As an employee, missteps during this period of transition can cost your company liability. Security liability insurance policies, for example, traditionally only cover data breaches that occur on secure company-issued devices. This means that if you were to use a personal laptop to access data, and that data gets breached as a result, your company wouldn’t be able to use insurance to cover their losses. 

Here are some of the more common cyber attacks to be on the lookout for. 

  1. Phishing attack: A Hacker pretends to be a trustworthy entity to gain sensitive information from a user. This is typically done over email or phone.  
  2. Ransomware: Sensitive information is stolen and then a bad agent requests a ransom in exchange. 
  3. Man-in-the-middle attack: Using an unsecure network, a hacker positions themselves between a user and an application to gain information. 
  4. Password attack: The most common attack is when a hacker gains access to a system by guessing a password. 
  5. Trojan horse: A malicious software poses as a legitimate one in order to gain control of your device.  

Protecting yourself and your company is always a good idea. Here’s how to work from home safely. 

Regularly update your password

More than 80% of security breaches are due to compromised passwords. You should change your password at least every 90 days, and sometimes even sooner in order to stay secure. Use an online password manager to keep track of your ever changing login information, and don’t jot passwords down on a piece of paper where they could be found. 

Don’t log on to public Wi-Fi

While this step may seem easier said than done, you should avoid public Wi-Fi when using work devices. Public Wi-Fi can be extremely insecure and put you at increased risk for cyber attacks. At home, protect your Wi-Fi with a unique username and password. When you’re on the go, consider purchasing a personal hotspot (or asking your company to) so you can work from anywhere on a safer connection. 

Update your software

Software update notifications seem to pop up at the most inconvenient times, but they’re essential for good digital and device hygiene.
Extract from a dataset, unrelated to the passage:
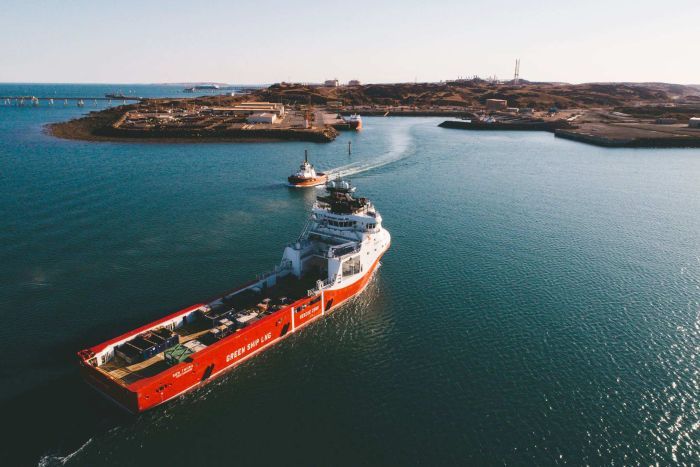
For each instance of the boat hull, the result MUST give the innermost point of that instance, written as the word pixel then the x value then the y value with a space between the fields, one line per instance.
pixel 226 354
pixel 297 182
This is because new software updates come outfitted with the latest security measures, often with fixes to bugs. You can automate this process so it’s less of a pain by changing your settings to automatic updates. This will ensure your device settings are always up-to-date.  

Share boundaries for meetings ahead of time

If you are leading meetings, make it a practice to set boundaries ahead of time, especially if sensitive information is being discussed. Send out an agenda well in advance so attendees know what to expect. Don’t be afraid to include a note recommending attendees to take the meeting somewhere private and out of earshot of others for maximum security. 

Don’t fall victim to suspicious emails

If you get a request over email that seems out of the ordinary, it probably is. Phishing attacks are when someone pretends to be a trustworthy entity — such as your boss, the government, or your credit card company — in order to gain your personal information. Unfortunately, 44% of employees have fallen victim to these attacks and they can be extremely costly. 

If you receive a suspicious email, confirm it on another work channel before responding and sharing any information. 

Logging onto work from your couch may seem like the safest way to start the day, but unfortunately cybersecurity incidents do arise. Remember that good digital hygiene and researching risks helps you protect yourself and your company from becoming prey to bad agents. If your company has established a telecommuting policy, make sure to familiarize yourself with the policies to ensure you’re always following recommendations.